Ses parents ont exprimé leur indignation, soulignant : « Nous le rappelons : c’est un journaliste spécialiste de foot et rien qu’un journaliste spécialiste de foot. Cette situation qui n’en finit plus nous bouleverse. » Ce tournoi est déjà terni par des préoccupations extra-sportives, illustrant comment l’aspect commercial a parfois pris le pas sur l’esprit populaire du football. De plus, il est crucial de ne pas oublier ceux, comme Gleizes, qui se trouvent aux prises avec des tensions diplomatiques, devenant des victimes innocentes de disputes entre États.

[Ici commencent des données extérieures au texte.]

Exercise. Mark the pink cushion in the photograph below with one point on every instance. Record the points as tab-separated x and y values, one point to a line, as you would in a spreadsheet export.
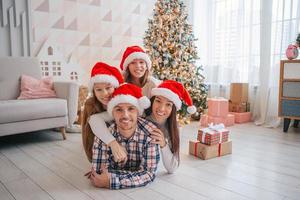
32	88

Le geste de la FIFA envers Gleizes pourrait bien constituer une tentative de la part de Gianni Infantino – souvent critiqué pour ses relations étroites avec le pouvoir et l’argent – de redorer son image. Cependant, il est probable qu’un message de solidarité diffusé à l’échelle mondiale ait un impact plus significatif que les efforts d’une intervention gouvernementale française pour obtenir la libération de Christophe Gleizes, selon les commentaires d'experts dans ce domaine.